Mein erster Vorschlag war ein Wolkenkratzer.

Die Inspiration für diese Idee war ein Leuchtturm, der Stockholm den ankommenden Booten und den Autos ankündigen würde, möglicherweise sogar den Flugzeugen.

Ich setzte den Wolkenkratzer an der Südostecke der Insel, die wenig benutzt ist und dem Gebäude ein Fuß geben würde. Das Gebäude wurde eine stehendes „L“.
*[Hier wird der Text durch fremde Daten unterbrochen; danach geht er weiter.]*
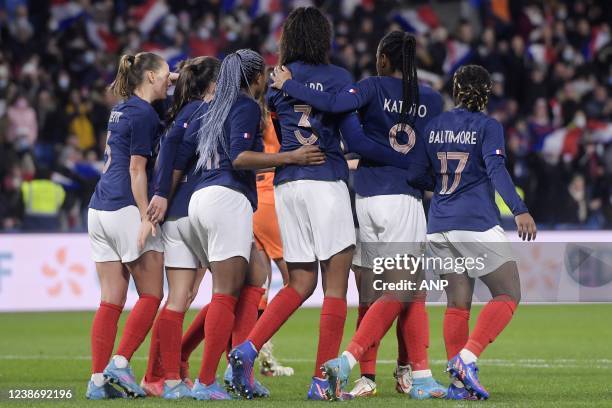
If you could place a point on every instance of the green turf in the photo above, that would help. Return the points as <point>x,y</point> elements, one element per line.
<point>548,356</point>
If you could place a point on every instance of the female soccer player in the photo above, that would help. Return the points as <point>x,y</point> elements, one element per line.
<point>221,208</point>
<point>393,108</point>
<point>312,203</point>
<point>182,258</point>
<point>466,148</point>
<point>123,240</point>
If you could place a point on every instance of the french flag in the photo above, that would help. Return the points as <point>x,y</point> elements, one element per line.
<point>149,14</point>
<point>64,13</point>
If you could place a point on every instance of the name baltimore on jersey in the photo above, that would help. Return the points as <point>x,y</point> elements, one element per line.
<point>449,136</point>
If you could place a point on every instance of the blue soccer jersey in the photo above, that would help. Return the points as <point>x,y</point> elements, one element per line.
<point>301,124</point>
<point>133,130</point>
<point>379,101</point>
<point>242,133</point>
<point>168,155</point>
<point>467,151</point>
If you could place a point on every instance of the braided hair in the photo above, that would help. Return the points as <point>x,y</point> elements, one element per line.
<point>400,49</point>
<point>195,76</point>
<point>238,70</point>
<point>306,37</point>
<point>471,87</point>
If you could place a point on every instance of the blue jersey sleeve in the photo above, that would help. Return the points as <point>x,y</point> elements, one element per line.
<point>414,161</point>
<point>350,98</point>
<point>493,153</point>
<point>244,129</point>
<point>143,132</point>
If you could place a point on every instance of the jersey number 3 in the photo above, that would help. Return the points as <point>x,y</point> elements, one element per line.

Nachdem einige Wochen des Arbeitens an diesem Projekt nahm einer der Lehrer das Modell an dem ich arbeitet, legte es zur Seite und sagte:

Du bist fertig!“

Dieses gab mir viel zu denken und ich fing noch mal von vorne an, allerdings immer mit dem Wolkenkratzer im Hinterkopf.
Ich begann mit zwei Gedankenansätzen: Abgeschiedenheit und Zurschaustellung.

Ich benutzte die Struktur, die ich mit dem Wolkenkratzer entwickelt hatte. Diese war eigentlich für ein vertikales Gebäude entworfen worden und ich hätte diese nie aus einem vertikalem Ansatz entwickeln können.

Ich fing an hinzuzufügen an und zu teilen.
Ich addierte die Anlegestelle, Aufzüge, Treppenhäuser, Kücheneinheiten, Toiletten, Parkplätze...etc.

Die Wohnungseinheiten können variabel eingeteilt werden. Die Kunden können während des Bauprozesses ihren Wohnungsgrundriss festlegen. Oder die Wohnung werden nach den Anforderungen die, die Stadt stellt errichtet. Ich schlage kleinere Maßeinheiten für eine Stadt wie Stockholm vor.

Die Struktur wurde entwickelt für diesen bestimmten Ort, kann jedoch auch auf andere städtische Bereiche übertragen werden, die ebenfalls diese spezielle Linearität aufweisen.
Der südwestliche Bereich der Insel wird Teil der Erneuerung.

Die Landschaft wird durch das gleiche Konzept strukturiert, das auch den Bau charakterisiert.

Es werden grünen Längsstreifen als Landschaftselemente aus unterschiedlichen Materialien hinzugefügt, die unterschiedlichste Funktionen zur Entspannung beinhalten.